牡馬クラシック3冠の最後を飾る
菊花賞(23日=阪神芝内3000メートル)といえば昨年、
タイトルホルダーが圧巻の逃走劇を演じたのは記憶に新しい。抜きんでた主役不在の今年、記者が注目しているのは
タイトルホルダーと同じ
ドゥラメンテ産駒で、近親に
ディープインパクトなどの名馬がズラリと並ぶ良血馬
ドゥラドーレスである。
前走の
藻岩山特別(2勝クラス)快勝時、鞍上の横山武は「このクラスにいる馬ではないと思っていました」と絶賛し、すぐに自ら「
菊花賞でも乗せてください」と宮田調教師に騎乗を志願したという。良血馬の開花をハッキリと見て取れたからこそだろう。
ここで時計の針をデビュー時に戻したい。新馬戦→
セントポーリア賞(1勝クラス)と連勝後、満を持して臨んだ初重賞の
毎日杯で0秒2差の3着。決して凡走ではない。にもかかわらず、早々に
日本ダービー参戦を断念し、秋に目標を切り替えた経緯がある。
それだけに勝って大舞台へ向けて弾みをつけるもくろみが崩れた復帰戦(
ホンコンJCT1番人気3着)は陣営にはショックの大きい敗戦だった。
菊花賞に向けて、もう負けは許されない。牧場と連携して馬づくりを行う中で、中間に行った対策のひとつが「クロス鼻革」の導入だ。
「初の小回り、稍重の洋芝、最内枠と不安はありましたが、想像以上にためが利き、一瞬のスペースを突くことができました。最高の内容でした」
前走快勝に宮田調教師が胸をなでおろしたのは言うまでもない。しかし、本番は3000メートルの長丁場。距離を持たせるために折り合いを重視するなら、ハミをかむクセを修正する必要がある。
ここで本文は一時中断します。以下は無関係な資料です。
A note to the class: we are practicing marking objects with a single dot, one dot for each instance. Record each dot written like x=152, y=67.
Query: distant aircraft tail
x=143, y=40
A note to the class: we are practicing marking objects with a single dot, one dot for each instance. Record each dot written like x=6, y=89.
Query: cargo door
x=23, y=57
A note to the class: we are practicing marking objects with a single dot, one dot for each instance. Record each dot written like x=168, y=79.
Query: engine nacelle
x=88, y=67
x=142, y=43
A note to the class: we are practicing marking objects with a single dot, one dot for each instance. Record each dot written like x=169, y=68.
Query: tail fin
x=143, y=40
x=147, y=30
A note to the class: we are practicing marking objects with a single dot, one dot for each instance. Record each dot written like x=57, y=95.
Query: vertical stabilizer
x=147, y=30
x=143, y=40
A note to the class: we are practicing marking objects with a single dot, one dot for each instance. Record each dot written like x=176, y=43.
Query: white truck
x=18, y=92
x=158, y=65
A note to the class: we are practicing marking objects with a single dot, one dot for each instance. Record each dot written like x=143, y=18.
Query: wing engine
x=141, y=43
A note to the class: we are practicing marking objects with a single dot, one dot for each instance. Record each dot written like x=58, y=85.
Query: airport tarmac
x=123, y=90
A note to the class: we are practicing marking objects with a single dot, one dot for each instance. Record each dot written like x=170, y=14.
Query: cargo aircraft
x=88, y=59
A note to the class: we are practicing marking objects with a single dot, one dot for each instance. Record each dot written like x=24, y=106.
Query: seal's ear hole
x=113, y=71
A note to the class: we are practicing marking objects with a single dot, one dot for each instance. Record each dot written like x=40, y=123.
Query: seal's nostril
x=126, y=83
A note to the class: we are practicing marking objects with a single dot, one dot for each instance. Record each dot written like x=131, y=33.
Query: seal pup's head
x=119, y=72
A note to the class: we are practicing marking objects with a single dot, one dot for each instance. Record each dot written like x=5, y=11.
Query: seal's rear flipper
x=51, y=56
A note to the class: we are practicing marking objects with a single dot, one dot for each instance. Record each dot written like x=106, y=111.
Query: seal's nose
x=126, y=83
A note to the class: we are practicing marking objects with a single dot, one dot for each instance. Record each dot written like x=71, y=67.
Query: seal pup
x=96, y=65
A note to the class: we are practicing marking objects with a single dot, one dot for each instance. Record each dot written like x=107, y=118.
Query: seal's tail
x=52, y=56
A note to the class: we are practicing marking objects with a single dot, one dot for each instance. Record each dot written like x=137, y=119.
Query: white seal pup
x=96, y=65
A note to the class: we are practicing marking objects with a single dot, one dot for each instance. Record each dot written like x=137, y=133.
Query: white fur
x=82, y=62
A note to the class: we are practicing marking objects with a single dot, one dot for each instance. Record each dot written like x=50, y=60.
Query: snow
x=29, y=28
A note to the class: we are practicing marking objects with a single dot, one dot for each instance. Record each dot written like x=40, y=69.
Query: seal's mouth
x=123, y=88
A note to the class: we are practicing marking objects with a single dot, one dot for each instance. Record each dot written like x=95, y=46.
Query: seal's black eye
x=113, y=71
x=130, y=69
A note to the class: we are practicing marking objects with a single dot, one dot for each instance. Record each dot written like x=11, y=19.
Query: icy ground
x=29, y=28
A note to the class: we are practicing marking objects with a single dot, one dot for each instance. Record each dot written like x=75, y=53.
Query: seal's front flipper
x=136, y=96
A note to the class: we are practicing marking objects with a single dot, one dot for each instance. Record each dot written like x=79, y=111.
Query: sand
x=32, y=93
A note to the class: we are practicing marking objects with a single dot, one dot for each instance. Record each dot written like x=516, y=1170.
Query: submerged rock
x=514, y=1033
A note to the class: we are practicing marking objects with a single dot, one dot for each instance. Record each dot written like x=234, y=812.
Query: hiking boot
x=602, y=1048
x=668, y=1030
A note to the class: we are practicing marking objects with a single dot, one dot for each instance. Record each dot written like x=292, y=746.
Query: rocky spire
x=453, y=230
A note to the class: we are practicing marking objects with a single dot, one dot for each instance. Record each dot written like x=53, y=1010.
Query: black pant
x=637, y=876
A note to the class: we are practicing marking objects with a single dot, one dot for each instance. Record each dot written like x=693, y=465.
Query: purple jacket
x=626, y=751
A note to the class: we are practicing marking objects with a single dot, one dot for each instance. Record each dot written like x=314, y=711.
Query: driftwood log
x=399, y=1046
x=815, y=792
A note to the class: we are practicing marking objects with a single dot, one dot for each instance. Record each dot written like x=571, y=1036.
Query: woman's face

「クロス鼻革を継続しつつ、リングハミに替えて口が軽くなりましたね。程よい前向きさもあり、コントロールも良くなりました。これなら距離をこなしてくれそうです」
実際、横山武がまたがった1週前追い切りでは、南ウッド3頭併せの最内からしまい伸びて堂々の最先着。5ハロン66.4-11.6秒と抜群の瞬発力を発揮した。そう、超良血馬
ドゥラドーレスはさらなる進化を遂げているのだ。
美浦の“
ヤングリーダー”宮田調教師がGI初制覇を飾るのは「時間の問題」との声が多いが、この
菊花賞が“その時”となるのではないか。記者はそんな予感がしてならない。